Aamir M Osman 1,2,3,, Ahmed A Hassan-Kadle 2,4, Igor S Silito 5, Caroline Tostes Secato 6, Abdalla M Ibrahim 2,4, Maria Carolina A Serpa 5, Marcos R André 6, Thállitha S W J Vieira 7, Marcelo B Labruna 5,, Rosangela Z Machado 6,, Rafael F C Vieira 8,9,
PMCID: PMC12454529  PMID: 40982092

Abstract

Q fever in humans and coxiellosis in ruminants are caused by Coxiella burnetii, a zoonotic obligate intracellular bacterium. This infection poses significant health and economic risk. Effective control strategies rely on a thorough understanding of their epidemiology.
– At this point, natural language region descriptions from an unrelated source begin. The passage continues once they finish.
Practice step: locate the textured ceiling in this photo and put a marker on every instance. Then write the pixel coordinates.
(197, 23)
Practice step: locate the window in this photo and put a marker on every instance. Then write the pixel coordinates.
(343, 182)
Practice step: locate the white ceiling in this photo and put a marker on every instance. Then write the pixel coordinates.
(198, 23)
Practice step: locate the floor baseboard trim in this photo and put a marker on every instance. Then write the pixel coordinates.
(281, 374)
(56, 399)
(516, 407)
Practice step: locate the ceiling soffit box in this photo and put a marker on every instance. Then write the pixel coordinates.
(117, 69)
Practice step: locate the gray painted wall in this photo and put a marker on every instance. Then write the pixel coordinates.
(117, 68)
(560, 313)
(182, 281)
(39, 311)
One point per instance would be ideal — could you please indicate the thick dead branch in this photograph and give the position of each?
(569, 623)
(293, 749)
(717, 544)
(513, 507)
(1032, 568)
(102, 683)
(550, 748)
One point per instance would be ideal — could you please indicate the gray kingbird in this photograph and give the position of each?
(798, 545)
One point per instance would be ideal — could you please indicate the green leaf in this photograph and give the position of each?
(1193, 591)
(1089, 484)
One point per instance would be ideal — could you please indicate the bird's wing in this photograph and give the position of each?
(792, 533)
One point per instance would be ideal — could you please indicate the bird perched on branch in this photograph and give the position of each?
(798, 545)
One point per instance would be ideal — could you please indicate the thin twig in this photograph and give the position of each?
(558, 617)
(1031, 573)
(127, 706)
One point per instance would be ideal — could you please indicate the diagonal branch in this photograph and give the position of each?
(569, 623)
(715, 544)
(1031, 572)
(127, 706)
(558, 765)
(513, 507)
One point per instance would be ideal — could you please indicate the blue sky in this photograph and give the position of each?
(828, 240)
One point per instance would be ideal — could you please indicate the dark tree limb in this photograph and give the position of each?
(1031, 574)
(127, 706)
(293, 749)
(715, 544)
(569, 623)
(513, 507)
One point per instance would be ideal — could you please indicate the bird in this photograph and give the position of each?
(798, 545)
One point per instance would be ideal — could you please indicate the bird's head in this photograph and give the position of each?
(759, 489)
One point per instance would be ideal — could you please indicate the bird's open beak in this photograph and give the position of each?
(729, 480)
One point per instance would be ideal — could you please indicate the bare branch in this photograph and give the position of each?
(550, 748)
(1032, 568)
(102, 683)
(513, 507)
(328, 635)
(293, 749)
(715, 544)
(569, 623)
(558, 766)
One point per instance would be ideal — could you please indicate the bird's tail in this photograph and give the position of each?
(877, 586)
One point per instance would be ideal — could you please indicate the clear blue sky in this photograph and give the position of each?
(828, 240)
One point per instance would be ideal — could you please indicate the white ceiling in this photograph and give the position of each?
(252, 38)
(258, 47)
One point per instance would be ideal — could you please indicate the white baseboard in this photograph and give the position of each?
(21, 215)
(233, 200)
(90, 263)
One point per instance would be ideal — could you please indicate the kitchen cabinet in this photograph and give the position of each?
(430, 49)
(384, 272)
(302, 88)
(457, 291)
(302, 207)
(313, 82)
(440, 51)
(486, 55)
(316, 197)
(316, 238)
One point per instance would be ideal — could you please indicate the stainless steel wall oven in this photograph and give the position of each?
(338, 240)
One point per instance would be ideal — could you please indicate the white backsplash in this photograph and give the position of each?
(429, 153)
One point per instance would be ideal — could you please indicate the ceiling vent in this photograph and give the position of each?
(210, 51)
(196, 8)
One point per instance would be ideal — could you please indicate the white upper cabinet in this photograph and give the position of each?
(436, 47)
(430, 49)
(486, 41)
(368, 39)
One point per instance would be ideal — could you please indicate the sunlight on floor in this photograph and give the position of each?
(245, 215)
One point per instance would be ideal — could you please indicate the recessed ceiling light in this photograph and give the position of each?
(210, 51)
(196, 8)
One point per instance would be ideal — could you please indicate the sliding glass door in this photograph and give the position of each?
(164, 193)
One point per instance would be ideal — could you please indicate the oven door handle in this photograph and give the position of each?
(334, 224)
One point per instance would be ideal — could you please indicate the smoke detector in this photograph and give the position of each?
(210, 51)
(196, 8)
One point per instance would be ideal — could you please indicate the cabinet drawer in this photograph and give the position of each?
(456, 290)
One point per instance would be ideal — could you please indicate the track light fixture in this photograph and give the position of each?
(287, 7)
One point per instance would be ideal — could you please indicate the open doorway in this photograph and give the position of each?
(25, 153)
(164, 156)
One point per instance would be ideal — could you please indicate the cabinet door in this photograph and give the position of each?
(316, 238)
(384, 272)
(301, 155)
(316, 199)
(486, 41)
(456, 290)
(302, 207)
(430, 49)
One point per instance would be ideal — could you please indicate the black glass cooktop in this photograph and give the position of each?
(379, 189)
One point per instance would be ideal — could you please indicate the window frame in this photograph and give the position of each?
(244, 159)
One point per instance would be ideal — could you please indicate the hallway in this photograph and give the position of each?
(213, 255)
In this study, we examined the prevalence of C. burnetii in 372 ruminants (190 goats, 133 cattle, and 49 sheep) from the Lower Shabelle and Benadir Regions of Somalia. Diagnostic testing was performed using a quantitative PCR (qPCR) assay that targets the bacterium’s repetitive element IS111 and the Indirect Fluorescent Antibody Test (IFAT) against the C. burnetii strain At12. A total of 47 out of 372 (12.6%) ruminants tested positive for anti-Coxiella burnetii IgG antibodies, with seropositivity detected in 40 out of 190 goats (21.1%) with endpoint titers ranging from 64 to 2,048, and 7 out of 49 sheep (14.3%) with endpoint titers ranging from 64 to 8,192, while all cattle tested negative. Notably, only one goat that was seropositive also tested positive for C. burnetii by qPCR, while all other ruminants were negative. These findings provide evidence of the presence of C. burnetii in Somali livestock, emphasizing its public health risk and highlighting the necessity for targeted surveillance and control strategies to prevent zoonotic transmission.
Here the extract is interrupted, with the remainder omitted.